There's no question journalistic principles are under constant assault as media organizations seek novel responses to unprecedented economic pressures. But it's possible the self-appointed guardians of journalistic ethics have their outrage meters set a hair too high.

Just look at the feeding frenzy that ensued after Politico exposed plans by The Washington Post to host an off-the-record dinner at which paying sponsors would be free to mingle with government officials, lobbyists and Post reporters.

Without a doubt, the dinner, as described in a flier produced by the paper's marketing department, was a bad idea. It violated the Post's standards in several ways: by promising that the atmosphere would be non-confrontational and "collegial," by assuring participants that the proceedings would be off the record, and by holding out the possibility of a single sponsor underwriting the entire event.

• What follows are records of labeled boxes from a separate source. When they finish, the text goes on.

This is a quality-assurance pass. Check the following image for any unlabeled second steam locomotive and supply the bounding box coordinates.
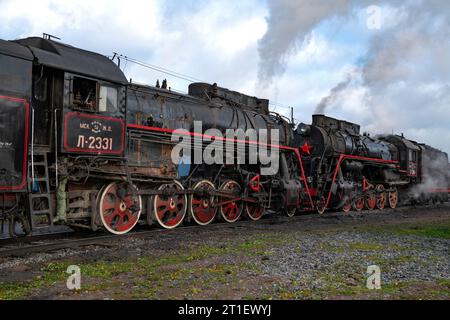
[0,38,449,237]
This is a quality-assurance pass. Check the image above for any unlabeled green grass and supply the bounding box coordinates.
[0,234,287,300]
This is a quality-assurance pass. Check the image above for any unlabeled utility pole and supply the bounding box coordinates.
[291,107,295,125]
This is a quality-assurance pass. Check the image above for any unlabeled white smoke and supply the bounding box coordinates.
[314,73,352,114]
[410,151,449,200]
[259,0,450,152]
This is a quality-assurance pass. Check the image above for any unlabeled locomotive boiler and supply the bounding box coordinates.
[0,38,302,236]
[0,37,449,237]
[295,115,448,213]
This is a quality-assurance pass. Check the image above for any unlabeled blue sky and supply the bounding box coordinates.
[0,0,450,151]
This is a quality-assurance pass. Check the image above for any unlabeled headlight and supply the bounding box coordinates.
[297,123,311,137]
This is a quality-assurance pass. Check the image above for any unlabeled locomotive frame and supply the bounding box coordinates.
[0,38,449,237]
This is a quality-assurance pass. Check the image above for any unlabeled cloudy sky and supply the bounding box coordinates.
[0,0,450,152]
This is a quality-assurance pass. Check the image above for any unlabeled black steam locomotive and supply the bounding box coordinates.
[295,115,449,213]
[0,38,448,236]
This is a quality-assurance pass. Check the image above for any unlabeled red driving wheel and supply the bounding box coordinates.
[189,180,218,226]
[98,182,142,235]
[218,180,243,223]
[153,181,187,229]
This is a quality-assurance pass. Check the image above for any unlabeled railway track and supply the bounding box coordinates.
[0,214,326,258]
[0,203,450,258]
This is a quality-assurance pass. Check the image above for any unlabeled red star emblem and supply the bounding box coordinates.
[300,142,313,155]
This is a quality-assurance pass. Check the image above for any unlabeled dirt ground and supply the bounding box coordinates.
[0,205,450,300]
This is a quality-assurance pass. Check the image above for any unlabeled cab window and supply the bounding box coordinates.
[72,77,97,112]
[98,86,117,113]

But it's not as though the Post was obstinate about acknowledging all this. Within hours of Politico's report, the paper had called off the dinner, with executive editor Marcus Brauchli saying it was "absolutely impossible" that anyone from the newsroom could participate in what looked for all the world like a case of pay for access. The paper's own ombudsman quickly weighed in, calling the episode a "PR disaster." As details about the fiasco trickled out, a familiar picture emerged of an overzealous business side briefly putting one past a distracted, inattentive newsroom. That's how publisher Katharine Weymouth characterized it in her apology to readers yesterday, saying that the flier in question hadn't been vetted by the proper editorial leaders.

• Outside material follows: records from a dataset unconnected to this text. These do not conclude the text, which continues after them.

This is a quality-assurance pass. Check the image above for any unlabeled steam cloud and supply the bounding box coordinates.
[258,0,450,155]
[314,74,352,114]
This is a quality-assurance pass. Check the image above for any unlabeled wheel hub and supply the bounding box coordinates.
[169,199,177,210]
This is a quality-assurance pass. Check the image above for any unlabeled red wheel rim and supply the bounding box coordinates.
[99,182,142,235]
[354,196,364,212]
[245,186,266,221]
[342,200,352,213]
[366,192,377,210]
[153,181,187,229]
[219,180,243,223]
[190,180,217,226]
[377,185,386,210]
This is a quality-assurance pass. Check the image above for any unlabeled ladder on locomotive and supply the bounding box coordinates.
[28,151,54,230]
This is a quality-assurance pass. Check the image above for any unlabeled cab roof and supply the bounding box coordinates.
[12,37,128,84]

But that explanation wasn't enough to forestall a barrage of criticism directed at the Post in general and Weymouth in particular. The New York Times was especially unsparing, weighing in again and again with what came to resemble unseemly schadenfreude. You'd think the Times, which has hit a journalistic speedbump or two in its day, might be a little more cautious about throwing stones.

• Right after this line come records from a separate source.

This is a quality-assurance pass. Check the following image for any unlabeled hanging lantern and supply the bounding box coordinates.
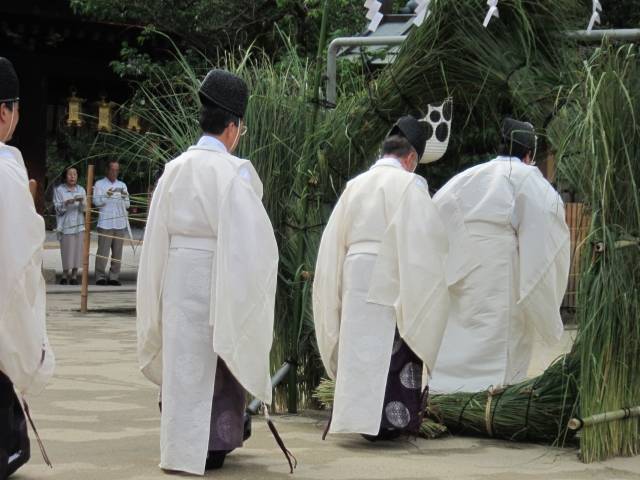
[98,97,113,132]
[127,113,142,133]
[67,90,84,127]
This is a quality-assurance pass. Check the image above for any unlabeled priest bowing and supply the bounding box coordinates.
[313,116,449,440]
[431,118,569,393]
[0,57,55,479]
[137,70,278,475]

The episode certainly raises some uncomfortable questions. Why, for instance, did Weymouth use (or allow someone to use) her personal email account to send out invitations to an event she wasn't up to speed on? Is Brauchli, who allowed himself to be forced out of The Wall Street Journal by Rupert Murdoch despite an editorial-independence agreement that should've protected him, a bit too pliant when it comes to dealing with owners? But in the absence of a smoking gun proving that Weymouth is equivocating about what happened (as some have suggested), we have little choice but to accept her account. And that account is one of a media organization that, having suffered an understandable lapse of journalistic vigilance, made immediate and unambiguous amends. What more, exactly, are its critics asking for?